PhD thesis defense to be held on September 14, 2023, at 15:30 (Multimedia Amphitheater, NTUA Central Library)


Picture Credit: Alexia Tzalavra

Thesis title: Development of multiresolution analysis and fuzzy logic techniques to support the computer-aided diagnosis of breast cancer through images of Dynamic Contrast Enhanced- Magnetic Resonance Imaging (DCE-MRI)

Abstract: The present thesis aims at the design, development, and evaluation of machine learning techniques to support the computer diagnosis of breast cancer. Breast cancer is one of the most common causes of death for women wordwide. This fact places the early detection of the disease as one of the major challenges in the field of biomedical engineering. Towards that direction, the Dynamic Contrast Enhaced Magnetic Resonance Imaging (DCE-MRI) is nowadays an area of high research interest focus since it is a diagnostic method with high sensitivity that allows the study of the morphology of the tissue tumors.
Initially, the preprocessing of breast DCE-MRI images is studied focusing on the enhancement of the image quality. As part of the image prerocessing the tumor segmentation from the original images has been studied with the valuable help of a breast radiologist. The goal is the identification of the most important breast anatomical differences as well as the isolation of the regions of interest from the background.
Methodologies of multiscale analysis are further developed to calculate the tumor (segmented regions).

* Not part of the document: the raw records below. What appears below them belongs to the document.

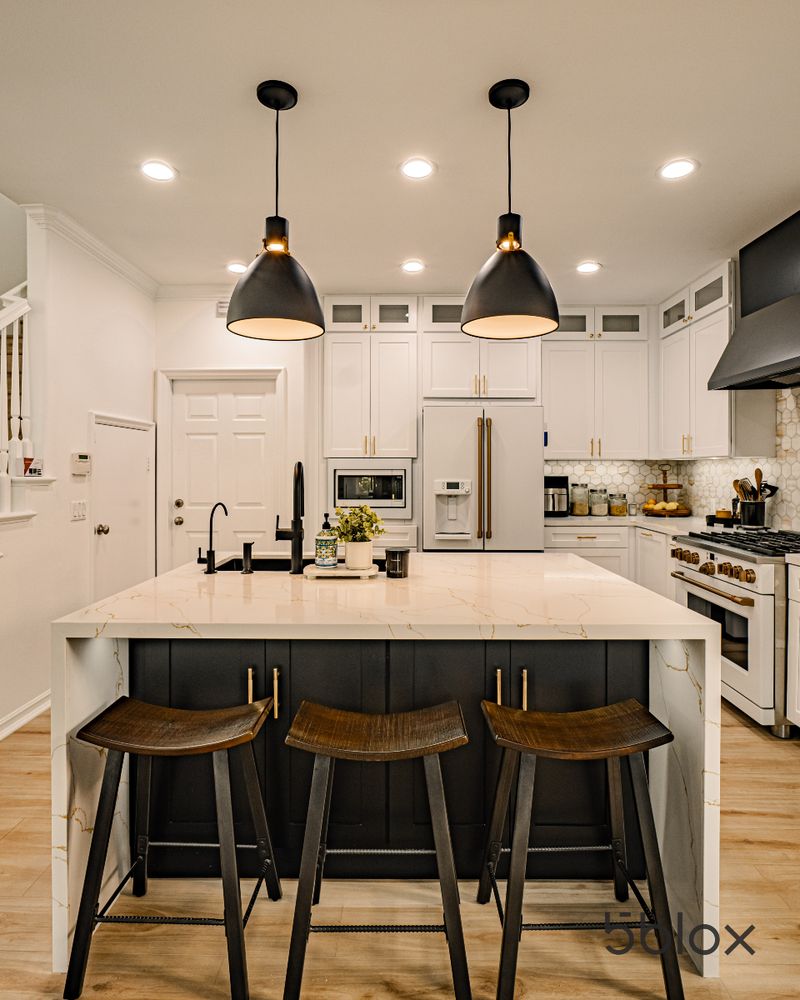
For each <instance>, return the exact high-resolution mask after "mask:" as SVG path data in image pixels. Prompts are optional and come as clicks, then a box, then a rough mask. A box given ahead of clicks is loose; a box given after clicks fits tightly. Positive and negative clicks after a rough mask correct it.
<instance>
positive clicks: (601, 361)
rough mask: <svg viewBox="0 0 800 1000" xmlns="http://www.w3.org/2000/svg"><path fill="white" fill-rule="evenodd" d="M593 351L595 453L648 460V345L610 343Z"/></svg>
mask: <svg viewBox="0 0 800 1000" xmlns="http://www.w3.org/2000/svg"><path fill="white" fill-rule="evenodd" d="M594 349H595V355H594V386H595V389H594V401H595V402H594V406H595V426H594V429H595V437H596V444H595V454H596V456H597V458H647V446H648V423H649V421H648V400H649V393H648V376H649V373H648V363H647V358H648V351H647V344H646V343H644V344H642V343H636V342H633V341H613V340H611V341H603V342H601V343H599V344H595V345H594Z"/></svg>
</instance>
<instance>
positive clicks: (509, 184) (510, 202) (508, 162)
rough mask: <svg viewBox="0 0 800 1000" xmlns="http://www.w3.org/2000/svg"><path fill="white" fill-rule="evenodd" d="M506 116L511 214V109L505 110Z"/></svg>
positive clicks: (508, 174) (508, 170)
mask: <svg viewBox="0 0 800 1000" xmlns="http://www.w3.org/2000/svg"><path fill="white" fill-rule="evenodd" d="M506 114H507V115H508V212H509V215H510V214H511V108H506Z"/></svg>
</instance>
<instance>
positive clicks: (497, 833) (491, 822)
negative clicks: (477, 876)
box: [478, 749, 519, 903]
mask: <svg viewBox="0 0 800 1000" xmlns="http://www.w3.org/2000/svg"><path fill="white" fill-rule="evenodd" d="M518 763H519V754H518V753H517V752H516V751H515V750H506V749H504V750H503V758H502V760H501V762H500V772H499V774H498V775H497V789H496V791H495V793H494V805H493V806H492V818H491V820H490V822H489V828H488V830H487V831H486V844H485V845H484V849H483V862H482V864H481V878H480V881H479V882H478V902H479V903H488V902H489V897H490V896H491V892H492V886H491V881H490V879H489V865H490V864H491V865H494V866H495V867H496V866H497V862H498V861H499V860H500V850H501V848H502V846H503V827H504V826H505V824H506V817H507V816H508V800H509V798H510V797H511V786H512V785H513V784H514V774H515V771H516V767H517V764H518Z"/></svg>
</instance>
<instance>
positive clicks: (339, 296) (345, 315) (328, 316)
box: [324, 295, 370, 333]
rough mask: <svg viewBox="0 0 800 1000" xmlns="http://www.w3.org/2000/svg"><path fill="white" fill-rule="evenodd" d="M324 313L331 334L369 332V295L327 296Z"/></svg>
mask: <svg viewBox="0 0 800 1000" xmlns="http://www.w3.org/2000/svg"><path fill="white" fill-rule="evenodd" d="M324 313H325V329H326V330H327V331H329V332H331V333H336V332H343V333H344V332H348V331H353V332H355V331H357V330H369V324H370V302H369V295H326V296H325V305H324Z"/></svg>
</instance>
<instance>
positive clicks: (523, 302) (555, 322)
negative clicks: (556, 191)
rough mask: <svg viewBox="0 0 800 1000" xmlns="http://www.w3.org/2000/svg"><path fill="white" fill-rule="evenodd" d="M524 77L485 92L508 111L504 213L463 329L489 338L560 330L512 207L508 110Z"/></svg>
mask: <svg viewBox="0 0 800 1000" xmlns="http://www.w3.org/2000/svg"><path fill="white" fill-rule="evenodd" d="M529 94H530V88H529V86H528V84H527V83H525V82H524V81H523V80H503V81H501V82H500V83H496V84H495V85H494V86H493V87H492V88H491V90H490V91H489V102H490V103H491V104H492V106H493V107H496V108H502V109H504V110H505V111H506V112H507V114H508V212H506V213H505V214H504V215H501V216H500V218H499V219H498V227H497V244H496V245H497V249H496V250H495V252H494V253H493V254H492V256H491V257H490V258H489V259H488V260H487V261H486V263H485V264H484V265H483V267H482V268H481V269H480V271H478V273H477V275H476V276H475V279H474V281H473V282H472V285H471V286H470V289H469V291H468V292H467V298H466V300H465V302H464V308H463V309H462V311H461V329H462V330H463V331H464V333H467V334H469V335H470V336H471V337H482V338H485V339H487V340H522V339H524V338H527V337H542V336H544V335H545V334H547V333H552V332H553V330H557V329H558V323H559V319H558V304H557V302H556V297H555V294H554V293H553V289H552V287H551V285H550V282H549V281H548V278H547V275H546V274H545V273H544V271H543V270H542V269H541V267H540V266H539V265H538V264H537V263H536V261H535V260H534V259H533V257H531V255H530V254H528V253H526V252H525V250H523V249H522V218H521V216H519V215H518V214H517V213H516V212H512V211H511V110H512V108H517V107H520V106H521V105H522V104H524V103H525V101H527V99H528V95H529Z"/></svg>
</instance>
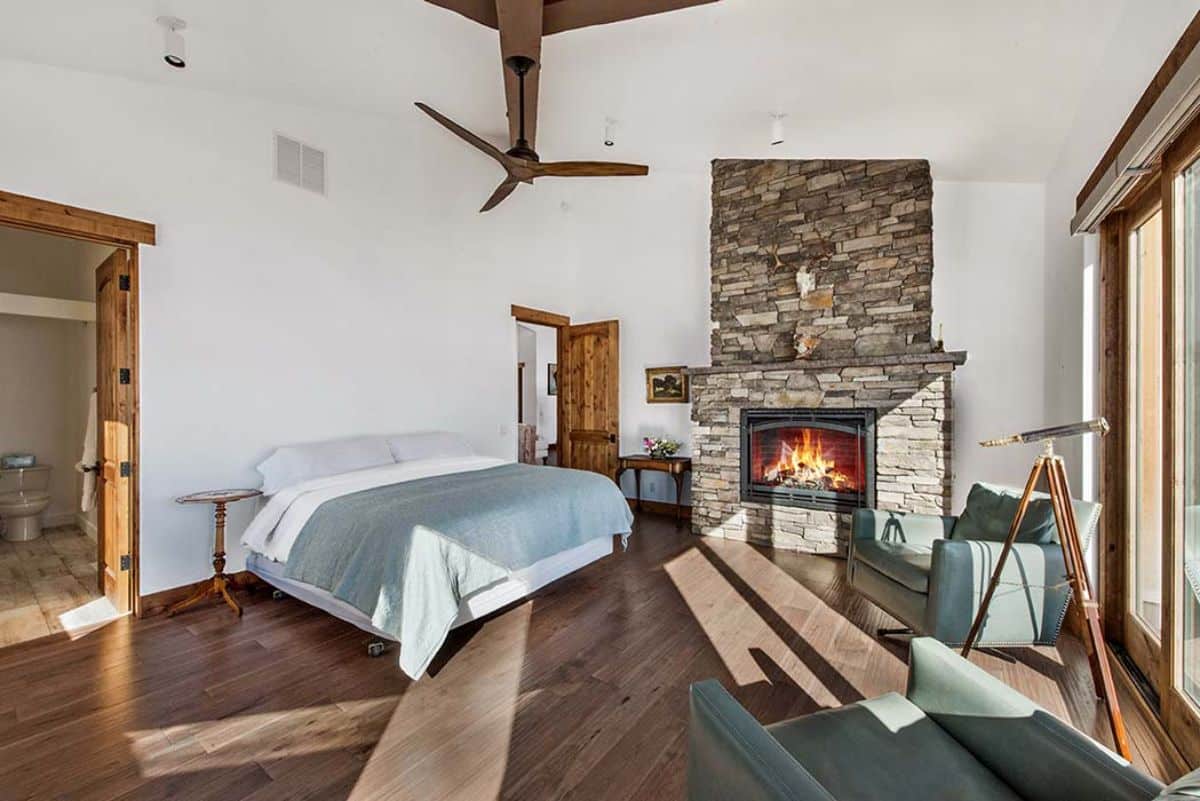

The goal is the extraction of texture features which are of major importance for breast cancer detection. The feature selection methods for the discrimination between benign and malignant findings are also studied.
Furthermore, a hybrid classifier combining the features of an Adaptive Neuro-Fuzzy Infererence System (ANFIS) with the Particle Swarm Optimization (PSO) algorithm is developed. The goal is the automatical discrimination between the malignant and benign tumors with the best possible accurance.
A comparative assessment of the developed methodologies for the analysis and the classification of breast DCE-MRI images is also presented. The goal is the evalution of the potential of each of these methods in the classification accuracy for benign and malignant tumors in daily clinical practice. More specifically, the studied methodologies are evaluated in real patient data that were used for research purposes. Breast DCE – MRI images were used from a total of 44 patients (23 with malignant tumors and 23 with benign tumors) collected from the Penn Medicine, Radiology department of the University of Pennsylvania in USA. The proposed multiscale analysis methodologies are assessed in terms of their ability to discriminate benign and malignant tumors. The features extracted by each methodology are fed as input to a series of known classifiers. In terms of classification accuracy, the three-level Stationary Wavelet Transform (SWT) with sym9 as the mother wavelet function outperforms (91% accuracy) the Discrete Wavelet Transform (DWT) when the extracted texture features are fed in a Linear Discriminant analysis (LDA) classifier in a leave-one-out cross validation scheme. In addition, the four-level fast discrete curve transform (FDCT) achieves the maximum classification accuracy (93.18 %) when the extracted features feed the same classifier. Furthermore, the classification accuracy of the developed hybrid classifier is evaluated compared to known classifiers. The investigated classifiers are based on ensembles of neural networks trained by the bagging method, ensembles of feedforward neural networks of different number of hidden neurons and layers, classifiers based on binary logistic regression, Bayesian approach and decision trees. The findings indicate that the proposed hybrid ANFIS-PSO classifier when fed with texture features extracted by the FDCT methodology using four levels of decomposition, outperforms all the investigated breast tumor classification schemes in terms of classification accuracy (94 %), as well as the area under the Receiver Operating Characteristic (ROC) curve.